ANNISTON -- Unemployment rose in Alabama in September, according to numbers released Friday by the Alabama Department of Labor. The numbers for Anniston were particularly grim.
Within Anniston city limits, 11.4 percent of the workforce was unemployed, up from 10 percent in August.
In Talladega County, the jobless rate rose from 6 percent in August to 6.8 percent for September. St. Clair County also saw its unemployment numbers rise, from 4.5 percent in August to 5.1 percent in September.
Statewide, unemployment reached 6.6 percent, up from 5.6 percent in August.
Calhoun County’s unemployment rate was 7.5 percent, up from 6.8 percent the month before.

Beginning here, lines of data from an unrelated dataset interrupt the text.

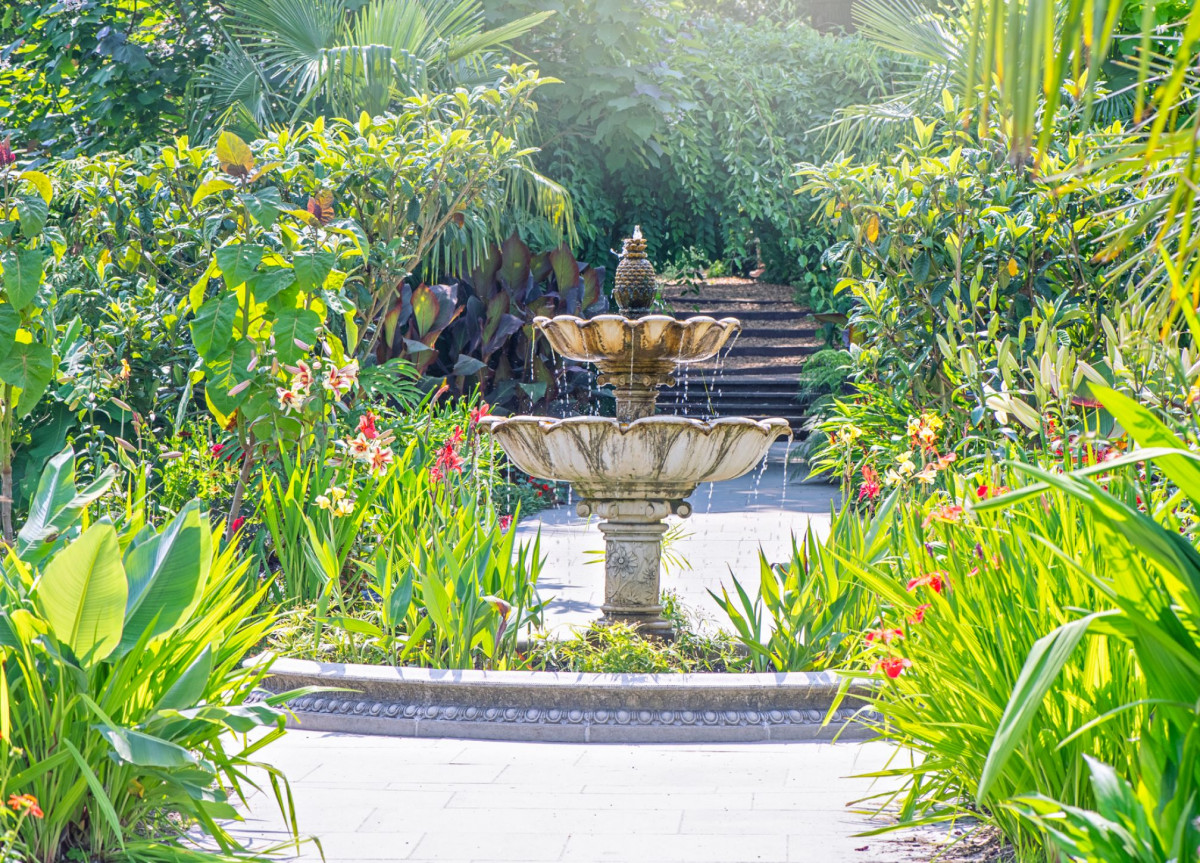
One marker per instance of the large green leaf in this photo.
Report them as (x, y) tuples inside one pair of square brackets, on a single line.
[(213, 324), (22, 275), (82, 593), (1042, 667), (10, 322), (239, 262), (293, 325), (166, 577), (1149, 431), (312, 269), (58, 503), (145, 750), (190, 687), (29, 367)]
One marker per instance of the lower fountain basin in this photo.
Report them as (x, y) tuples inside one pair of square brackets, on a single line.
[(654, 457)]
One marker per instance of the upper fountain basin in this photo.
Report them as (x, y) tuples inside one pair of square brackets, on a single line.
[(655, 342), (655, 457)]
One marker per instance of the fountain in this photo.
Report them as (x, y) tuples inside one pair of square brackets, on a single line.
[(635, 469)]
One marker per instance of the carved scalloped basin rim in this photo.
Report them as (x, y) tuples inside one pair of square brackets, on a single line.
[(565, 707), (654, 455), (612, 340)]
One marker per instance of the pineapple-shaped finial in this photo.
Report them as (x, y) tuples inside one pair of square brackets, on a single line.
[(635, 277)]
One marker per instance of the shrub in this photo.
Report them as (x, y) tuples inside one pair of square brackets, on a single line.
[(322, 225), (123, 681), (688, 125), (960, 268), (103, 75), (807, 613)]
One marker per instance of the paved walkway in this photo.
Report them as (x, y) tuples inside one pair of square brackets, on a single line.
[(377, 798), (730, 523)]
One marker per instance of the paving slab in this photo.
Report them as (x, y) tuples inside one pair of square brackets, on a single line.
[(732, 521), (378, 798)]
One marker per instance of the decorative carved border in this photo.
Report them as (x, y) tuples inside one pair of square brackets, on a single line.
[(413, 714)]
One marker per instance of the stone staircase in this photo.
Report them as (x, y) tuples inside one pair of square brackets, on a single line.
[(759, 375)]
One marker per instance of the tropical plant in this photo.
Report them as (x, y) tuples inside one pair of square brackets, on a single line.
[(28, 334), (81, 77), (972, 285), (123, 687), (1153, 586), (479, 330), (963, 600), (809, 612), (685, 121), (1015, 64), (283, 63)]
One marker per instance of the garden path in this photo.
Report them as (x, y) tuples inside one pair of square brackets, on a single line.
[(731, 521), (383, 798)]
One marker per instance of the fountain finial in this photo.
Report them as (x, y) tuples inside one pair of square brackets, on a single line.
[(635, 277)]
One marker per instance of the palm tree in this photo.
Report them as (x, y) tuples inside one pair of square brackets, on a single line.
[(1018, 60), (288, 60)]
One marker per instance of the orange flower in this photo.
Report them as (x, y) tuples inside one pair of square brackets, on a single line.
[(935, 580), (366, 426), (892, 666), (359, 447), (883, 636), (25, 803)]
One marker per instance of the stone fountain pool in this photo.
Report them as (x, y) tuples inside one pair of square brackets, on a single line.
[(633, 472)]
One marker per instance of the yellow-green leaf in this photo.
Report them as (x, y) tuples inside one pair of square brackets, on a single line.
[(40, 181), (210, 187), (234, 155)]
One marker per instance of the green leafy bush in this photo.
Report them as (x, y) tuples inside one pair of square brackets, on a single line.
[(808, 613), (478, 330), (323, 223), (690, 125), (973, 285), (123, 681), (618, 648), (81, 77)]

Because some work is seasonal, month-to-month comparisons of unemployment are typically less useful than comparisons to the workforce a year before. But 2020 is no normal economic year. COVID-19 and the stay-home orders intended to halt its spread have blown up the economy Americans knew before the pandemic.
In September 2019, only 2.7 percent of Alabamians were on unemployment. The jobless rate in Anniston was 3.7 percent. In Talladega County, it was 3 percent, and in St. Clair, it was 2.3.
Alabama’s job market cratered after the pandemic arrived in the spring, but during the summer the state saw steady declines in unemployment that seemed to indicate recovery was under way. Still, some economists predicted the economy would run into difficulty in the fall as federal assistance and other measures to boost the economy expired.
“As we continue to gauge the economic impacts of this pandemic, we expect to see fluctuations in our unemployment rate,” Alabama Secretary of Labor Fitzgerald Washington was quoted in a press release Friday morning.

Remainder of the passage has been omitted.